Não me custou sair da Maia para Miranda do Douro. Dei-me bem lá, morava com vários colegas numa residência. O dia a dia era parecido com o de uma equipa profissional, com treinos duas vezes por dia. Além disso, o clube garantia pequeno-almoço, almoço e jantar.
Relancei a minha carreira no Mirandês. Acabei a época na equipa do ano da Série A do Campeonato de Portugal e fui eleito um dos jogadores revelação. Tinha 25 anos, estava bem e aceitei o convite da Sanjoanense.

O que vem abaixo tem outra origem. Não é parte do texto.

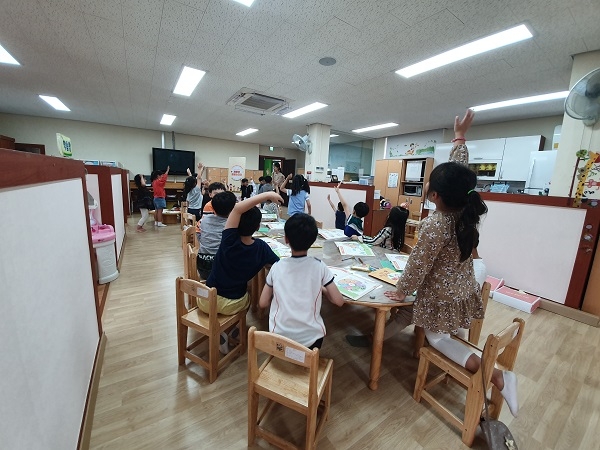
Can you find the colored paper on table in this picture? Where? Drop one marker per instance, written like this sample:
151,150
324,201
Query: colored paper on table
387,264
354,249
351,285
332,233
399,261
389,276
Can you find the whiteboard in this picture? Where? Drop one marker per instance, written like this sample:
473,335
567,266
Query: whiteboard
532,247
48,324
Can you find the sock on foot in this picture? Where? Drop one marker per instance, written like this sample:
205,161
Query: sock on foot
509,392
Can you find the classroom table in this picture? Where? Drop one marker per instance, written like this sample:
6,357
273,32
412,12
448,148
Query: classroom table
331,256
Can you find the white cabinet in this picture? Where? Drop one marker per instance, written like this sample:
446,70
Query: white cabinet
485,150
515,162
442,153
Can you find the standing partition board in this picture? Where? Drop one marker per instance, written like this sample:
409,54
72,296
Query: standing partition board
49,324
533,247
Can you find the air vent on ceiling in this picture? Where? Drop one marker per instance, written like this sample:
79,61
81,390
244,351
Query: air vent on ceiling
253,102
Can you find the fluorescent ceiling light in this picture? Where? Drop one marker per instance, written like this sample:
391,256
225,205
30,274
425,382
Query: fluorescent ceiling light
246,132
305,110
521,101
55,103
510,36
7,58
375,127
188,80
167,119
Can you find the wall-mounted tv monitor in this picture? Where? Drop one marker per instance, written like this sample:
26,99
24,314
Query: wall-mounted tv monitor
178,160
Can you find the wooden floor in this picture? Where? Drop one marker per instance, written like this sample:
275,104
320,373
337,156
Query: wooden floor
146,401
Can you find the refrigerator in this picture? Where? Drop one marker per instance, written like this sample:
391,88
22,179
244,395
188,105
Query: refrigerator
541,169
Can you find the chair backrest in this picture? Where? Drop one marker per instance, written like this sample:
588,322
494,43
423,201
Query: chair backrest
285,349
193,290
188,236
190,263
503,348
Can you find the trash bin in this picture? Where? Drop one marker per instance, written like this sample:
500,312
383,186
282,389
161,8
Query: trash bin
103,239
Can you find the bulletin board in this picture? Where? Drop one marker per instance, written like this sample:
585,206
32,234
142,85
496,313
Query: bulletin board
533,247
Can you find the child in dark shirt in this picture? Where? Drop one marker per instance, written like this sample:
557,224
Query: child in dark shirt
240,256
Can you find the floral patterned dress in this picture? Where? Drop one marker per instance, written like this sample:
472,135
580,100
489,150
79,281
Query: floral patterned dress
448,296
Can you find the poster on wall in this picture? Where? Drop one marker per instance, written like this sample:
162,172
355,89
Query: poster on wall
237,171
420,145
64,145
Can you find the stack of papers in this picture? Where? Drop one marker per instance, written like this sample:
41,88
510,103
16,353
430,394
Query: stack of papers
399,261
332,233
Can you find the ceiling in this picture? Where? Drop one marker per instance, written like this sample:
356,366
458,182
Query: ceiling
117,62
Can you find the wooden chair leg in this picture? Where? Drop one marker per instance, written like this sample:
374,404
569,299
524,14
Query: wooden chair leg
311,427
419,340
473,407
252,415
421,378
181,341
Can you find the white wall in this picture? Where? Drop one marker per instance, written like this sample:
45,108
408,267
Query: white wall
130,146
526,127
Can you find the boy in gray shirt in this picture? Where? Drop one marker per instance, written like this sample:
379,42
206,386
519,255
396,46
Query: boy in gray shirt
212,227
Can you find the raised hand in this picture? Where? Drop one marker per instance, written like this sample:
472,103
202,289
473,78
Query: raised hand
461,126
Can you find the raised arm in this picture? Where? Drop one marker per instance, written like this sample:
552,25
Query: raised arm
459,152
331,203
240,208
345,205
199,177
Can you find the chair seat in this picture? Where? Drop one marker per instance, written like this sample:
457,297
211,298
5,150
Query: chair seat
199,319
280,380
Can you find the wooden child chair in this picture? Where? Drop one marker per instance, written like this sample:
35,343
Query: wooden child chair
208,325
500,351
293,376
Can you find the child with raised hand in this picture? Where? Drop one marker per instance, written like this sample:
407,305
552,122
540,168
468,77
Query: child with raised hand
159,180
299,196
240,256
144,201
294,285
192,191
440,267
391,236
342,210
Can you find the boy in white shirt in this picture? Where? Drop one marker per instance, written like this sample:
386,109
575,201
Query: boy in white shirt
295,287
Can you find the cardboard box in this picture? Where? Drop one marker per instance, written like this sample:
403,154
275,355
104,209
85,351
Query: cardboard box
517,299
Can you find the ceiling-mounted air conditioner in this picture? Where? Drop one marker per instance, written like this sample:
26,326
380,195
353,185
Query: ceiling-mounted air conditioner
254,102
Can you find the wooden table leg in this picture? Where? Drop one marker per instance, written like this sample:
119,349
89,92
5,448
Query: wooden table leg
377,348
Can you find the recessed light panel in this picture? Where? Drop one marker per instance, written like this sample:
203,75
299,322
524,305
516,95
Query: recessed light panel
510,36
522,101
375,127
188,80
167,119
246,132
55,103
305,110
7,58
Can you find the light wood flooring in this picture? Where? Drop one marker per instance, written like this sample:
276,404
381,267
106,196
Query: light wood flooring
146,401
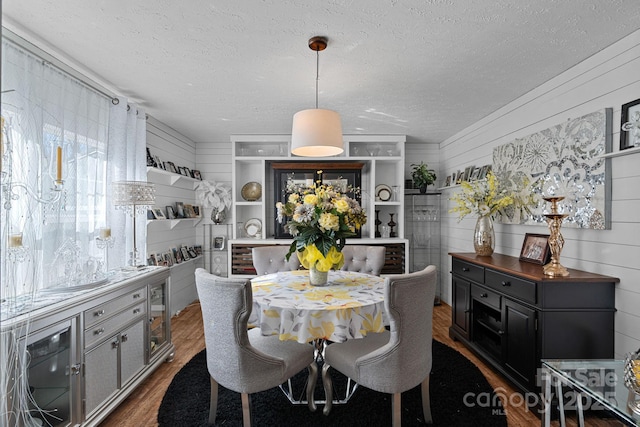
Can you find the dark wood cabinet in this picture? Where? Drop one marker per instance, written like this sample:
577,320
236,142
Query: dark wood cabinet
510,314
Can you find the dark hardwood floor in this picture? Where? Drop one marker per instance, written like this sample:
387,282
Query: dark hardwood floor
141,407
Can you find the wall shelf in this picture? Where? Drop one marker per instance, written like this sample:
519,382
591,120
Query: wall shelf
620,153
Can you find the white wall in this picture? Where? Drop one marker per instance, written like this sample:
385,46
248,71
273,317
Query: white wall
170,145
606,80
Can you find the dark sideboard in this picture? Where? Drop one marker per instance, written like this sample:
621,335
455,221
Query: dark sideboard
512,315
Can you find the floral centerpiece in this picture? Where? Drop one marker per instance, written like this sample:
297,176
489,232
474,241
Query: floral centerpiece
216,195
482,198
487,198
320,218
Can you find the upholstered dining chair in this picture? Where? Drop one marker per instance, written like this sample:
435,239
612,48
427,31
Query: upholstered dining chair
241,360
364,259
271,259
396,360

Infelizmente só estive no clube duas semanas. Fiz 15 dias na pré-época até ter aparecido um problema no eletrocardiograma que fiz. Tinha um bloqueio atrioventricular de primeiro grau, uma bradicardia sinusal, entre outras anomalias.
Fiquei um ano sem jogar e vivi um período complicado. Quem joga futebol, tem o sonho de ser jogador e de ir o mais longe possível. Tinha acabado de fazer a minha melhor época e recebi uma notícia daquelas… foi tudo por água abaixo. Foi um choque, caiu-me tudo.
Nunca tinha sentido nada: nem dores no peito, nem falta de ar. Repeti os exames, fui a um especialista desportivo e ele disse-me que era normal isto surgir em quem joga futebol há muitos anos. Ainda assim, marcou-me exames complementares e só depois de os analisar é que me autorizou a voltar a jogar.
Não satisfeito, fui procurar uma segunda opinião. Recebi a mesma resposta: estava autorizado a voltar a jogar.
Durante este tempo decidi arranjar trabalho. Não podia estar sem jogar e sem trabalhar. Ajudou-me a limpar a cabeça, assim como me ajudou o apoio da minha família, sobretudo da minha irmã.
A Sanjoanense deu-me todo o apoio durante o processo. Disse-me, inclusive, que quando estivesse melhor poderia contar com eles. Convidaram-me para voltar, mas já tinha o meu emprego e decidi não arriscar. Já tinha 26 anos, estava a trabalhar há um ano e preferi jogar pelo seguro. Mais tarde seria difícil conseguir trabalho.
Após autorizações médicas, voltei ao futebol. Decidi ir para o Inter de Milheirós, já tinha lá alguns amigos. Inicialmente tinha receio de jogar até porque fui alertado pelos médicos que me poderia acontecer alguma coisa. Foi difícil. Quando sentia o coração mais acelerado, parava porque tinha medo. À medida que fui jogando, perdi esse medo.
Joguei apenas dois meses porque o campeonato parou devido à pandemia. Recebi um convite do Leça do Balio e aceitei. Estive lá um ano, mas decidi voltar ao Inter. É o clube onde estão os meus amigos, além de me dar bem com os treinadores e com a direção.
Não jogo para passar tempo. Nunca se sabe se um dia não estará alguém a ver… Mantenho a esperança, mas já não é como antes.»